Graphical representation of the consensus map of C. edule including 13,874 markers encompassing 1073 cM.. The rule in the left indicates length in centimorgans (cM).

GWAS on shell color type and pattern at hatchery

Shell color and its pattern showed a remarkable variation within and among the five families reared in the same environmental conditions (Fig. 4). Shell color of the offspring of the five families was classified as outlined before (from 1 to 6) and considered as a continuous trait for analyses (Table 1). Five of the six colors identified in common cockle (Fig. 1) were identified in families. Black was the most frequent color (31.6%), but it was detected only in two families (F2 and F8), whereas gray was the least frequent and detected only in F8. White was the only present in all families and the second most abundant in the whole sample (29.8%), and brown was missed only in one family. Orange was not detected in any of the families, only in the wild, as outlined before. Color patterns were only detected in three families and were quite heterogeneous; for instance, stripe was only observed in F6 at a ratio close to 1:1 (Fig. 4; Table 1).

Figure 4
figure 4

Photograph composition showing representative individuals of the five families (F2, F3, F6, F7 and F8) of C. edule used for GWAS on shell color and pattern. Last panel: summary of the variation within and between families: yellow (1), white (2), gray (3), brown (4), black (5), circle (7), line (8) and stripe (9).

Table 1 Distribution of shell color and pattern phenotypes in the offspring of the five families of C. edule.

The estimated heritabilities were high for color and stripe, 0.755 and 0.657, respectively, and moderate-high for circle and line, 0.537 and 0.506, respectively. A genetic correlation of almost 1 was observed between color and circle (0.998), while these patterns showed a moderate negative genetic correlation with stripe (− 0.327 and -0.379, respectively) (Table 2). Line did not show significant genetic correlation with any of the other traits. The circle in the umbo was associated with darker shell colors, which suggests a particular pattern not visible in the whitish phenotypes.

Table 2 Phenotypic and genetic correlations (upper triangle and lower triangle, respectively), between color traits of C. edule included in this study. (***p < 0.001, *p < 0.05).
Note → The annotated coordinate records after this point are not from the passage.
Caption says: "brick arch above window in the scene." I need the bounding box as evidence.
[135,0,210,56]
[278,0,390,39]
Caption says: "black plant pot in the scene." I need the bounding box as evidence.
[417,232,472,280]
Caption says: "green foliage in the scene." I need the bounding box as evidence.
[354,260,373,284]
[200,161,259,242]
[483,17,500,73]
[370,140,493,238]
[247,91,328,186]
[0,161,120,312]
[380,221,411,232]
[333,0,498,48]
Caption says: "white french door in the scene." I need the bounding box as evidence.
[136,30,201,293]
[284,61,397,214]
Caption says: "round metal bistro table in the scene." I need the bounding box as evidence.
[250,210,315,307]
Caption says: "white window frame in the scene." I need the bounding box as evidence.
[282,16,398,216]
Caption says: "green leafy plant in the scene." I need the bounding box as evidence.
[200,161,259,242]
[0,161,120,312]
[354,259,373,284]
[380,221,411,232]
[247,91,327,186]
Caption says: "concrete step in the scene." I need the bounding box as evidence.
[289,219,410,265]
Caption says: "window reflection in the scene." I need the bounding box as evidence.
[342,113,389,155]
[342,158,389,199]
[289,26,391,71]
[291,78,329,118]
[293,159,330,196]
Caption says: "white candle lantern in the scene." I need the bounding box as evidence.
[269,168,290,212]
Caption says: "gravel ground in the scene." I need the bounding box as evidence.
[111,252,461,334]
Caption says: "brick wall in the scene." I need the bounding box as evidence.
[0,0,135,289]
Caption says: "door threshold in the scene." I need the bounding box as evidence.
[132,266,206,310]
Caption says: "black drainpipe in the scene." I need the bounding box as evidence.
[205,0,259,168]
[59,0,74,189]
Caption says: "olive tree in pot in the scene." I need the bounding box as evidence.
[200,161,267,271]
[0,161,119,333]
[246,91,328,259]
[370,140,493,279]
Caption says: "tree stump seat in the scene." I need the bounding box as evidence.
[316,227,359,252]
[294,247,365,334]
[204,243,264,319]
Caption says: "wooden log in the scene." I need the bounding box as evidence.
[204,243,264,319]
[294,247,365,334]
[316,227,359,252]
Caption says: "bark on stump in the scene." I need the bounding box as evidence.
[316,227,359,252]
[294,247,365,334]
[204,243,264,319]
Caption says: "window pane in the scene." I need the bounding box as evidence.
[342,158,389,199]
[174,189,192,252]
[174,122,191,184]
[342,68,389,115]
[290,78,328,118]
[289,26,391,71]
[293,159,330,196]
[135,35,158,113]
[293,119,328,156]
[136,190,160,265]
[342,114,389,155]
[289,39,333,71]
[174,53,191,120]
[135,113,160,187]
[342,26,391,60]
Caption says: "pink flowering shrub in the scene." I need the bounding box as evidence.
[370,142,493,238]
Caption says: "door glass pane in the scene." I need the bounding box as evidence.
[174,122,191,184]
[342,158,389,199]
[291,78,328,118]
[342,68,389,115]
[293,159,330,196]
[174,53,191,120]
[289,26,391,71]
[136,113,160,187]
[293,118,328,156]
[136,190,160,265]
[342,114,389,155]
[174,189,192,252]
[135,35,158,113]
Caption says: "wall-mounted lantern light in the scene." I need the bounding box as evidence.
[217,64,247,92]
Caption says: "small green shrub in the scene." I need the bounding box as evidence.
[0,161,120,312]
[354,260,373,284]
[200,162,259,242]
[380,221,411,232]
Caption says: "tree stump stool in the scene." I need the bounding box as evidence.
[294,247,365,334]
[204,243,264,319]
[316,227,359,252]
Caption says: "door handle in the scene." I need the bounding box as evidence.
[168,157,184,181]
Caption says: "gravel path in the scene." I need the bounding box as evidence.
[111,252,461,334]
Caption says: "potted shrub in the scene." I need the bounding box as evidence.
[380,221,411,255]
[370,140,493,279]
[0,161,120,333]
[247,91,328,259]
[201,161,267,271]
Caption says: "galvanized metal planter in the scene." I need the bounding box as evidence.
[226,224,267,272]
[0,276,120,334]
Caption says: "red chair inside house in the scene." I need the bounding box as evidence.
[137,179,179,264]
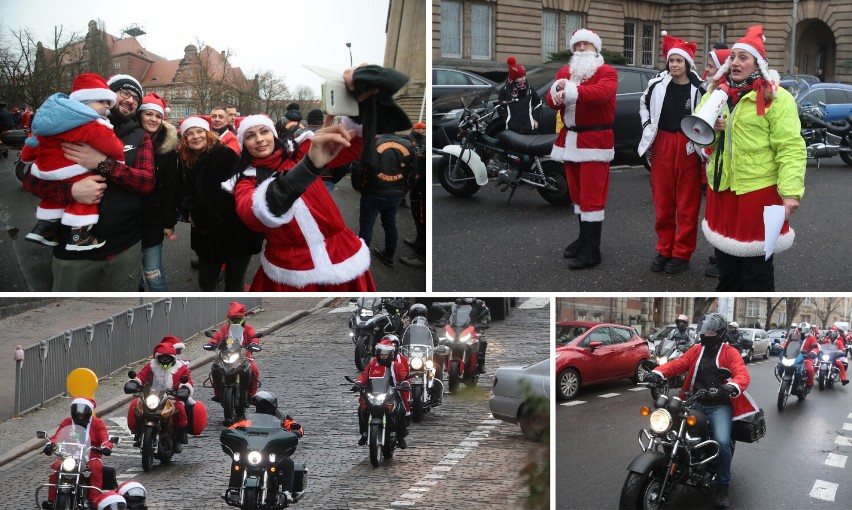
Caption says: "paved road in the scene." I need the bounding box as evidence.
[432,158,852,292]
[555,358,852,510]
[0,159,426,292]
[0,299,550,510]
The complete dataset contained color phenotypes for 275 individuals from five families, genotyped for 13,874 SNPs mapped in the Consensus Map (between 4,643 and 8,439 informative markers per family). GWAS revealed a highly significant genome-wide QTL for color and stripe, and to a less extent for circle, at chromosome C13 (Fig. 5). Other SNP associations at chromosome-level were detected for circle at C8, for line at C2, C9, C12 and C14, and for stripe at C1, C5, C9, and C17 (Supplemental Table S7).

Figure 5
figure 5

Circular Manhattan plot for SNP significantly associated with shell color and pattern phenotypes in C. edule based on the Mixed Linear Model (MLM). SNP-GWAS circle representations: inner-most: color; first-middle: circle: second-middle: line; and outer-most: stripe. For Manhattan plot, Y-axis represents − log 10 (p-value) of the association with each SNP and X-axis is physical position in bp. The dashed red lines represent the Bonferroni threshold at genome-wide level (p ≤ 0.05). SNP markers are represented by gray dots and those above this threshold in red dots.

Gene mining

GWAS identified a convincing QTL associated with color, stripe and circle located at C13 between 14,367,847 and 33,654,270 bp (Fig. 5). The highest significant SNP associated with the three traits was located at 30,286,849 bp, but across this wide region, there were several stretches defined by highly significant SNPs associated with color and stripe, the most significant-associated traits (Fig. 6). The two end subregions were mainly associated with color, and mining around the most significant SNPs (14,778,145 and 33,225,111 bp ± 500 kb) revealed 16 and 17 annotated genes, respectively (Supplemental Table S7. Half of the genes in the first window, related to shell architecture and color, clustered on a ~ 250 kb region (Fig. 6; Supplemental Table S7): five were related to chitin binding (three microfibril-associated glycoprotein 4, one including a fibrinogen domain, and one DNA damage-regulated autophagy modulator), one to calcium binding (ependymin-related), one to mucin secretion, and one to ammonium transport. The window at the other end (33,225,111 kb) included two genes related to iron binding (two steroid 17-alpha-hydroxylase/17,20 lyase-like) and another one to calcium transport (phosphatidylinositol 4,5-bisphosphate phosphodiesterase).

Figure 6
figure 6

Manhattan plots for SNP significantly associated with color (A, D) and stripe pattern (B, C) phenotypes in four chromosome 13 subregions of C. edule based on the Mixed Linear Model (MLM). Y-axis represents − log 10 (p-value) of the association with each SNP and X-axis its physical position in bp. Codes of genes mined in those regions are shown with underlined bars representing their length in Mb; yellow and red dots highlight associated SNPs with stripe and color, respectively; red bars at each plot show the most interesting candidates in the subregion.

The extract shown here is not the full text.